W ciągu siedmiu lat, od 2015 roku, liczba zawodowych żołnierzy wzrosła o blisko 20 proc. Od roku ubiegłego, zaczęła jednak spadać - pisze Onet. "Departament Kadr MON rozdaje odchodzącym żołnierzom ankiety. Pyta w nich o powody ich pożegnania z mundurem" - czytamy. Sam resort podkreśla natomiast, że badanie powodów składania wypowiedzeń nie jest niczym nowym.
O odejściach żołnierzy zawodowych pisał niedawno "Dziennik Gazeta Prawna", podkreślając równocześnie, że "od pięciu lat liczba żołnierzy ogółem dynamicznie rośnie, ponieważ obecnie mamy prawie 30 tys. żołnierzy terytorialnej służby wojskowej". Są to jednak ochotnicy, którzy przechodzą 16-dniowe szkolenie podstawowe, a służą głównie weekendowo.

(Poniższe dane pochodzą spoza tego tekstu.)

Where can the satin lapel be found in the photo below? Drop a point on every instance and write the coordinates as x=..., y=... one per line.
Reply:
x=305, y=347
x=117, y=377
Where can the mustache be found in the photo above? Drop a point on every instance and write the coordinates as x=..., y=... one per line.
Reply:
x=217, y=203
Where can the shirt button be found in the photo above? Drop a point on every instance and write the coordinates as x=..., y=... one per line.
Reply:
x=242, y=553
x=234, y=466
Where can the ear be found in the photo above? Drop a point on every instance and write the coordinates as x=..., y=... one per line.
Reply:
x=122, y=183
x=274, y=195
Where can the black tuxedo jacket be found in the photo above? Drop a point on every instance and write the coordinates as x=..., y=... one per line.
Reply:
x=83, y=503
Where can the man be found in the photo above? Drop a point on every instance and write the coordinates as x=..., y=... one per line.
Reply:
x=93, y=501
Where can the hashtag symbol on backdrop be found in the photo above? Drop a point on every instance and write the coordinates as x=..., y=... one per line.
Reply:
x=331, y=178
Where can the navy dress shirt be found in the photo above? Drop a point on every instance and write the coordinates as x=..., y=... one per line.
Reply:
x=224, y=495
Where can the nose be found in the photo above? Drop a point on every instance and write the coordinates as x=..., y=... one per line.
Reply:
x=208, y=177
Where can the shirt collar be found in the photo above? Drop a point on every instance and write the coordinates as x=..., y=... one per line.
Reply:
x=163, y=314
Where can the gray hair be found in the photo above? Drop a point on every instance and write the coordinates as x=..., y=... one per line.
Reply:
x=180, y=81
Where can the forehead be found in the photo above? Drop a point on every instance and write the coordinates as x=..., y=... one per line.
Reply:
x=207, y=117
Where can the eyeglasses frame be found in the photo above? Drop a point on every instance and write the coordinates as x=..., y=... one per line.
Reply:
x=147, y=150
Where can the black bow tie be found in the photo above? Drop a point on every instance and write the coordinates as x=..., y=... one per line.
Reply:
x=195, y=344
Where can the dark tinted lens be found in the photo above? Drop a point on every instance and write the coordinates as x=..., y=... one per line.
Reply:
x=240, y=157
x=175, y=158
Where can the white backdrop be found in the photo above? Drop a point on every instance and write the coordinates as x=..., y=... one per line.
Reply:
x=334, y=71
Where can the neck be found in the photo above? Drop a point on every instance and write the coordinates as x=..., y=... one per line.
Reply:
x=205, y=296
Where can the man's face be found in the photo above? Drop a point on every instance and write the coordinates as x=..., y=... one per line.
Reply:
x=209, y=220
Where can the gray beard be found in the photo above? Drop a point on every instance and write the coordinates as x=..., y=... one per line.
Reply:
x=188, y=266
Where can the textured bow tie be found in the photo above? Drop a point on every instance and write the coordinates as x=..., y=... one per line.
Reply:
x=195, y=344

Departament Kadr Ministerstwa Obrony Narodowej od pewnego czasu rozdaje żołnierzom rezygnującym ze służby ankietę, w której mają poinformować o powodach swojego odejścia z wojska. To pierwszy raz kiedy resort w ten sposób monitoruje nastroje w wojsku. "Badanie opinii żołnierzy na temat przyczyn składania wypowiedzeń jest stałym elementem analizy zwolnień z zawodowej służby wojskowej. Proces ten prowadzony jest od kilkunastu lat. Obecnie jest to ankieta przedstawiana każdemu zwalnianemu żołnierzowi przez organ kadrowy" - przekazało Centrum Operacyjnego MON Onetowi. Portalowi udało się dotrzeć do ankiety MON, którą anonimowo wypełnia każdy żołnierz odchodzący z wojska.
Przeczytaj więcej informacji z kraju i ze świata na stronie głównej Gazeta.pl
W druku MON wyróżnił dwadzieścia przypuszczalnych powodów rezygnacji ze służby. Są to m.in. osiągnięcie uprawnień emerytalnych, niesatysfakcjonujące uposażenie, złe stosunki z przełożonymi oraz współpracownikami czy brak możliwości awansu. Na temat przeprowadzania ankiet wypowiedział się doświadczony oficer. - To dobry sposób zbadania problemu, ale obawiam się, że wojsko oprócz przeprowadzenia ankiety nic nie zrobi ze zdobytą w ten sposób wiedzą. Będzie, jak jest, tylko kadrowcy się pochwalą, że nie byli bezczynni w kryzysowej sytuacji - powiedział.